Un cimitero del 1562
Il cimitero risale al 1562 e divenne poi il principale luogo di sepoltura di Edimburgo; per questo qui si passa da fitti monumenti murali a recinti più tardi e indipendenti attorno a Greyfriars Kirk. Non hai davanti un progetto commemorativo ordinato e uniforme, ma secoli di memoria urbana stratificati in un unico spazio recintato.
Perché il 1638 conta ancora qui
Il 26 febbraio 1638 il National Covenant fu firmato a Greyfriars, legando il luogo a una delle dispute decisive della storia religiosa e politica scozzese. È anche per questo che il sito conta più di un semplice cimitero fotogenico: fu parte di un conflitto nazionale, non soltanto del lutto privato.
I Covenanters e la memoria più cupa
Dopo la sconfitta dell'esercito dei Covenanters nel 1679, i prigionieri furono rinchiusi nella sezione orientale poi ricordata come Covenanters' Prison. Anche se non credi a una sola parola del folklore sui fantasmi, capisci subito perché le guide tornino sempre in questo angolo. La storia è già abbastanza dura senza bisogno di altra nebbia scenica.
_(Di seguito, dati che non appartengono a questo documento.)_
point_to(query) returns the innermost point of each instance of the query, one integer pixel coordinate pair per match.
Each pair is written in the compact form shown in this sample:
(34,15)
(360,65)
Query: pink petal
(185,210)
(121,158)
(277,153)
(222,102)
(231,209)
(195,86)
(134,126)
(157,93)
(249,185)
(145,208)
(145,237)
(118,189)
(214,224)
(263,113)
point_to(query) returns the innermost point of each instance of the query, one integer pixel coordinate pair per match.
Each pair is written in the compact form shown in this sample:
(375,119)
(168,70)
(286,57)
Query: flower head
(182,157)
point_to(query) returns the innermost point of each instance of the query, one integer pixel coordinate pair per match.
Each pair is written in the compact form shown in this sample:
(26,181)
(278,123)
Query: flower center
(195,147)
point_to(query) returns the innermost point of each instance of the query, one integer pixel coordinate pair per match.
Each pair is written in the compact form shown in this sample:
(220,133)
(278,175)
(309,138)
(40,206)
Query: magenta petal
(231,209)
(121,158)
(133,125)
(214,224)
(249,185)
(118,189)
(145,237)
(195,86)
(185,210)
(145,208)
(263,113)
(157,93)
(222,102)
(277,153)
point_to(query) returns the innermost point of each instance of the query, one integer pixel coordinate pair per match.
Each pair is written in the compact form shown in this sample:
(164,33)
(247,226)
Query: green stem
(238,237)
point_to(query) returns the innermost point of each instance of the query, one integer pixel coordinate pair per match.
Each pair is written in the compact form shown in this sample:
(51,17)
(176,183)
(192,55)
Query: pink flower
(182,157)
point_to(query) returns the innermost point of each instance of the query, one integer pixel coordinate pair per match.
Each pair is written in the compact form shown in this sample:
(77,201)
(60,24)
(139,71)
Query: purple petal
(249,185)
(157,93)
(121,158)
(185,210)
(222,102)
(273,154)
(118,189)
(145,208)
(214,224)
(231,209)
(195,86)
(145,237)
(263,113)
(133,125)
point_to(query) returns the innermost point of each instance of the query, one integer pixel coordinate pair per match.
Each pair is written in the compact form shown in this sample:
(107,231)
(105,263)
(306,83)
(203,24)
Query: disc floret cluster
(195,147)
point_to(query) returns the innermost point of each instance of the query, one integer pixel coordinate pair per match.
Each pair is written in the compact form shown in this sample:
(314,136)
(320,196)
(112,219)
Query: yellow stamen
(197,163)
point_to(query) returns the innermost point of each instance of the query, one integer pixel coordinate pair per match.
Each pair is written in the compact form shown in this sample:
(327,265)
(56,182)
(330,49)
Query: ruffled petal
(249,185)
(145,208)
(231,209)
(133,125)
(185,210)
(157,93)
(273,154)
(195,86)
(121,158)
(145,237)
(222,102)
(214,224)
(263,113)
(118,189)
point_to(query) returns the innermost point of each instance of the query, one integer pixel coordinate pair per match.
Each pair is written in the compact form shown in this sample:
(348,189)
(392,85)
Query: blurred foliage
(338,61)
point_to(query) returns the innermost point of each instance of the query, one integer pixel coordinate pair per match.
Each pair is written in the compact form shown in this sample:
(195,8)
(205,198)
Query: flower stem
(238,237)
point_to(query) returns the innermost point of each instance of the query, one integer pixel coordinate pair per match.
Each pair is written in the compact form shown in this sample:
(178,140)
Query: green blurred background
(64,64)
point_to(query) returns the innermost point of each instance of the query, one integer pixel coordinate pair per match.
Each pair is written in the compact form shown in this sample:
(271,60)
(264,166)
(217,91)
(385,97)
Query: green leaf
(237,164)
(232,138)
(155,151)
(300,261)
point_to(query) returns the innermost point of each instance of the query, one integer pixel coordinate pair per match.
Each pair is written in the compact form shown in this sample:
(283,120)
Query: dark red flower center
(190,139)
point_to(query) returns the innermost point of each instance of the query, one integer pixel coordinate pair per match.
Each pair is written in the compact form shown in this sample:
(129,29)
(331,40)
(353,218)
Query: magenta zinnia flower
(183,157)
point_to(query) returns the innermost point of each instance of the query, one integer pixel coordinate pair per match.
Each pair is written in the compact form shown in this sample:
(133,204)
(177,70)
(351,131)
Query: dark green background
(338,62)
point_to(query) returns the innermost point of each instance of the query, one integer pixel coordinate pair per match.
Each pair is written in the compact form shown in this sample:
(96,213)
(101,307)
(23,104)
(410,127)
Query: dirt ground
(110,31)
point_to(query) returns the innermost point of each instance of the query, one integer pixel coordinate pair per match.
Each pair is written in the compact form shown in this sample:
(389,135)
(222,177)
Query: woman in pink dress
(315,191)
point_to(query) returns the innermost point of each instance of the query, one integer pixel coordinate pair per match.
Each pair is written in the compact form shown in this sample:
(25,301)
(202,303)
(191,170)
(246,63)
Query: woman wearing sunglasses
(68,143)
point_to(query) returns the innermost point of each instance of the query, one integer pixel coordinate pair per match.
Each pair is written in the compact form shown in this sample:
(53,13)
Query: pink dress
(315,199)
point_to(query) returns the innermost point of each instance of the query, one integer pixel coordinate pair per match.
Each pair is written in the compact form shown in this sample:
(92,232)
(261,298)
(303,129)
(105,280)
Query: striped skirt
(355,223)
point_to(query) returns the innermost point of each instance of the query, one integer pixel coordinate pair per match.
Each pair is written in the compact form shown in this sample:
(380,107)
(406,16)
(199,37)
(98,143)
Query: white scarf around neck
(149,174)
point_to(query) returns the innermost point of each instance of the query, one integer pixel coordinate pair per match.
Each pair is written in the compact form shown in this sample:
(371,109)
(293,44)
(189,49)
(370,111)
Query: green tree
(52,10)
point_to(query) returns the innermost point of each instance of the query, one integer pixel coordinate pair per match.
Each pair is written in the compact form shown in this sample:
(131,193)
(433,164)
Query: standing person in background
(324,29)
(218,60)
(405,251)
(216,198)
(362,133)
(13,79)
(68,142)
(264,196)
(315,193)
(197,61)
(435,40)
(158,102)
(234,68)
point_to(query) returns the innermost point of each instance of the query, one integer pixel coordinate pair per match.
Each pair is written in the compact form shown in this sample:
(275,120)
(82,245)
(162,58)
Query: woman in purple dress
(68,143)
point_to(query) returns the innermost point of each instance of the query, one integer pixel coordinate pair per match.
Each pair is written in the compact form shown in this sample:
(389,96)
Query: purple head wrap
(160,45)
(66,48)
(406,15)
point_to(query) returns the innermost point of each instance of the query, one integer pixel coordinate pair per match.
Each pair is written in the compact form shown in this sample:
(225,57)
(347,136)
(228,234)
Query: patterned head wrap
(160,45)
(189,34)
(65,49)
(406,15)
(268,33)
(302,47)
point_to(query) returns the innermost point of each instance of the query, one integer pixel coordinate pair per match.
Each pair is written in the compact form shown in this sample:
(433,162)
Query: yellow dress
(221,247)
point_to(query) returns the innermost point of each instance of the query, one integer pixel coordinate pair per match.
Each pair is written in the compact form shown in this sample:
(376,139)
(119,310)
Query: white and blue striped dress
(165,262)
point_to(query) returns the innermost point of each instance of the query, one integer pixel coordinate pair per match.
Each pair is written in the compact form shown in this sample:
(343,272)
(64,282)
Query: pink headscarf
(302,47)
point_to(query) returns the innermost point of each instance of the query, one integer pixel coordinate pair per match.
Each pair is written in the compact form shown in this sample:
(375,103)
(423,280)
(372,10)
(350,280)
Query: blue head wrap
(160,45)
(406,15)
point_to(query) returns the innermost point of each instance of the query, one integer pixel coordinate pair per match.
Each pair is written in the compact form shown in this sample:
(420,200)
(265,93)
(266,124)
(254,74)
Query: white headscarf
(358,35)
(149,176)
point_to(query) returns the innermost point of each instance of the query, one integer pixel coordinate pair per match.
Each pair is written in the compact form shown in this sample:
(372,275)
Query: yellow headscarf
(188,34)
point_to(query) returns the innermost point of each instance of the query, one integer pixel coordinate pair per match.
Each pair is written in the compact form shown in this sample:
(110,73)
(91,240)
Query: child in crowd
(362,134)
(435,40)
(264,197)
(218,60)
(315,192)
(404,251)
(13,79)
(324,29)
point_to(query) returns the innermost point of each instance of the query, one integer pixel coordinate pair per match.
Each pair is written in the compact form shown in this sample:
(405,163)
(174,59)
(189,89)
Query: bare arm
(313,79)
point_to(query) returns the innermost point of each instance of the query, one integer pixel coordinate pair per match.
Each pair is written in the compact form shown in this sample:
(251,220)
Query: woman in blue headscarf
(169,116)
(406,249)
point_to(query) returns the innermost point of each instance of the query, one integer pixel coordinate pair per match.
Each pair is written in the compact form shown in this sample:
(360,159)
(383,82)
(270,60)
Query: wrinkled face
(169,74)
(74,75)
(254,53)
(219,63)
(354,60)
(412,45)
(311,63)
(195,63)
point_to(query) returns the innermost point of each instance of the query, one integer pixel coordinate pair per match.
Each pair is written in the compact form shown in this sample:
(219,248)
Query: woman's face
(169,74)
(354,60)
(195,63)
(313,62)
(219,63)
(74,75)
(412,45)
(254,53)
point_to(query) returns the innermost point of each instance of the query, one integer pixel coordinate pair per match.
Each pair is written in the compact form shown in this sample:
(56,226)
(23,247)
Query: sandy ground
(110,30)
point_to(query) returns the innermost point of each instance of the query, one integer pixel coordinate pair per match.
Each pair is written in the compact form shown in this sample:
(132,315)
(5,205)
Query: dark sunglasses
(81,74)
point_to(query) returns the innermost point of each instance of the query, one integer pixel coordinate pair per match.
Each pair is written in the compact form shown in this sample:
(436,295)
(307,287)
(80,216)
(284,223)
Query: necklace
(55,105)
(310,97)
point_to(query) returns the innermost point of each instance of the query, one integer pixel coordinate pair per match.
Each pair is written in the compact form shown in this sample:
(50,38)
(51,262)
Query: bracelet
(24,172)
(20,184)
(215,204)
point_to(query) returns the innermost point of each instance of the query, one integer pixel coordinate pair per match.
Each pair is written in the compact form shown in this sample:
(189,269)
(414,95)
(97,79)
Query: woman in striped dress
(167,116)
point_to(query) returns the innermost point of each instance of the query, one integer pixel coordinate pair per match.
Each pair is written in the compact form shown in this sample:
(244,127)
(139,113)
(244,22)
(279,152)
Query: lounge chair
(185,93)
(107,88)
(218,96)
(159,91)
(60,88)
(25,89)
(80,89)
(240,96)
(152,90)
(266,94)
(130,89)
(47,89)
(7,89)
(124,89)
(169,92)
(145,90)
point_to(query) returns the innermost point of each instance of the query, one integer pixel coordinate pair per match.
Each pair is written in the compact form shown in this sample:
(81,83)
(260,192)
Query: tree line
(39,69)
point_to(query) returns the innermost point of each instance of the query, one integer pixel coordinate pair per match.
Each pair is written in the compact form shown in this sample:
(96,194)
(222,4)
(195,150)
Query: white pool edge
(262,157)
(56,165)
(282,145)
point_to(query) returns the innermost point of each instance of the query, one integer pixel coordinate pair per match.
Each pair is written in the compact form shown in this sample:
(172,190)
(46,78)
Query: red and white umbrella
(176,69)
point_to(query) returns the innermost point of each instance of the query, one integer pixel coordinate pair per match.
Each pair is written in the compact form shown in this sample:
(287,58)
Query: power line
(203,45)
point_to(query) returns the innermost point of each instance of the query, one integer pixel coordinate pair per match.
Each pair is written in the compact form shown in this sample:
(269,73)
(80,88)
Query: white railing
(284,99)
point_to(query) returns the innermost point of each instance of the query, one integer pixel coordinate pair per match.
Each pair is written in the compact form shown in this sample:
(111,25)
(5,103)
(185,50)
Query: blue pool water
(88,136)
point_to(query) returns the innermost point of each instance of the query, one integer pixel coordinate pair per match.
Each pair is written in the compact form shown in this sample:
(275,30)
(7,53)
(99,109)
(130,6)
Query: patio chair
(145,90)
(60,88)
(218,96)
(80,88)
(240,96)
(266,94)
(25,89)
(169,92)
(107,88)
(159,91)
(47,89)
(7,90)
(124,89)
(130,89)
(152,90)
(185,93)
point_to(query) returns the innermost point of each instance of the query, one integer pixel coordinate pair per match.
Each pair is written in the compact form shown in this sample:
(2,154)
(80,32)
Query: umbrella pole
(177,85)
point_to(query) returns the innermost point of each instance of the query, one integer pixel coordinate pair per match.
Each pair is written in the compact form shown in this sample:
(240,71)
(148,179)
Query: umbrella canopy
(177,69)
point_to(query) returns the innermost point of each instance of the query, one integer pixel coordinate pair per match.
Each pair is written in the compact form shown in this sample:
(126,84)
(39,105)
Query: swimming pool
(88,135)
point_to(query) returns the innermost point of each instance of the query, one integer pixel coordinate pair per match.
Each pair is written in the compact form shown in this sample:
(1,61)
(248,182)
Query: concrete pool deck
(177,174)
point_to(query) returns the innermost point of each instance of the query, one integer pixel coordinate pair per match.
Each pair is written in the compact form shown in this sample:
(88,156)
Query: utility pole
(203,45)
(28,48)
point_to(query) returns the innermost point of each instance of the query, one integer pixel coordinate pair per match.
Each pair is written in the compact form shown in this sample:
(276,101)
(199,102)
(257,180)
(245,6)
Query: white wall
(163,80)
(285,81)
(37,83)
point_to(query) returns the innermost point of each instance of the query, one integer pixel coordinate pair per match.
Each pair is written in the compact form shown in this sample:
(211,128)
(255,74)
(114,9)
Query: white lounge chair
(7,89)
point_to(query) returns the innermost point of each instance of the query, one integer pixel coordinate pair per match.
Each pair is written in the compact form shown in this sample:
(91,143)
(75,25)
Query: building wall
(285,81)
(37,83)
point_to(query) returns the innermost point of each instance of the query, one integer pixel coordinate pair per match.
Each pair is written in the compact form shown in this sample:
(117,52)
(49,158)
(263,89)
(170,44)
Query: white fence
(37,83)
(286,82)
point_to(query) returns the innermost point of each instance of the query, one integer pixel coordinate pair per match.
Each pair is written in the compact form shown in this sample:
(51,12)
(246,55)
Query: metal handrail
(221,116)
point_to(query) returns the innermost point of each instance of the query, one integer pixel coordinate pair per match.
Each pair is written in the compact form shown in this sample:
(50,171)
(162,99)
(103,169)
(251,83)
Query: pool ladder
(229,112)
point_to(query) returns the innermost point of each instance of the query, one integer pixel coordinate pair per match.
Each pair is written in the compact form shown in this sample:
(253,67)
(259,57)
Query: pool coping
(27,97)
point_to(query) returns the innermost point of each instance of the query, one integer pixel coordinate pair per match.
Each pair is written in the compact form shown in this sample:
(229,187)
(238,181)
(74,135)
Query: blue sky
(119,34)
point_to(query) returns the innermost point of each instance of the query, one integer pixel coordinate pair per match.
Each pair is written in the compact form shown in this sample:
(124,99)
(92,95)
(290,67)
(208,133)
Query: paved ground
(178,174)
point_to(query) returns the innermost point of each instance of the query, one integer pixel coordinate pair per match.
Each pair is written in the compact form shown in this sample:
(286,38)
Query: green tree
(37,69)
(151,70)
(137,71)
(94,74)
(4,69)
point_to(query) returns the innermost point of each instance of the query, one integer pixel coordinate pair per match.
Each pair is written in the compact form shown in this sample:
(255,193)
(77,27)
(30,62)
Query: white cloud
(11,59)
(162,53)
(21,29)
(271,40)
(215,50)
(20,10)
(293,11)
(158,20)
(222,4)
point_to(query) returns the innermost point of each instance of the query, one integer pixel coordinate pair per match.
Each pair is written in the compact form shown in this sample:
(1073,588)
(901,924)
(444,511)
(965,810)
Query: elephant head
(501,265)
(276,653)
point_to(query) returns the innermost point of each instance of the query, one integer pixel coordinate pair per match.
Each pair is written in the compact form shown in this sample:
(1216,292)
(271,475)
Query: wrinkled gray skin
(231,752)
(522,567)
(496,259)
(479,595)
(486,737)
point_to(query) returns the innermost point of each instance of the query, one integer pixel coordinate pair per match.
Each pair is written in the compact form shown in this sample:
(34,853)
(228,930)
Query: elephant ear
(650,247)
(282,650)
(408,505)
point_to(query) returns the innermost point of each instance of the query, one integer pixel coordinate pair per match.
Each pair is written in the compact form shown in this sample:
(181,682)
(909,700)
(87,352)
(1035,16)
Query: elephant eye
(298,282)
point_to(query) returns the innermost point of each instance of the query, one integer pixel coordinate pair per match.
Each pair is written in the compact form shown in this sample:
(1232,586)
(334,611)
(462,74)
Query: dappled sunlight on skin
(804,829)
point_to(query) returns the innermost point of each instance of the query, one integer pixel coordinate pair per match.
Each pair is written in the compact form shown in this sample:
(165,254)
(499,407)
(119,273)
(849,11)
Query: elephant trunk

Bobby, Tom Riddell e il pellegrinaggio moderno
La storia di Greyfriars Bobby, che secondo la tradizione vegliò per 14 anni sulla tomba di John Gray, trasformò il cimitero in una delle leggende più amate di Edimburgo; la statua in bronzo fuori dal cancello arrivò poi nel 1872 Aggiungi la tomba di Tom Riddell e altri cognomi che affascinano i fan di Harry Potter, e avrai un luogo in cui folklore, lutto e cultura pop condividono la stessa mappa.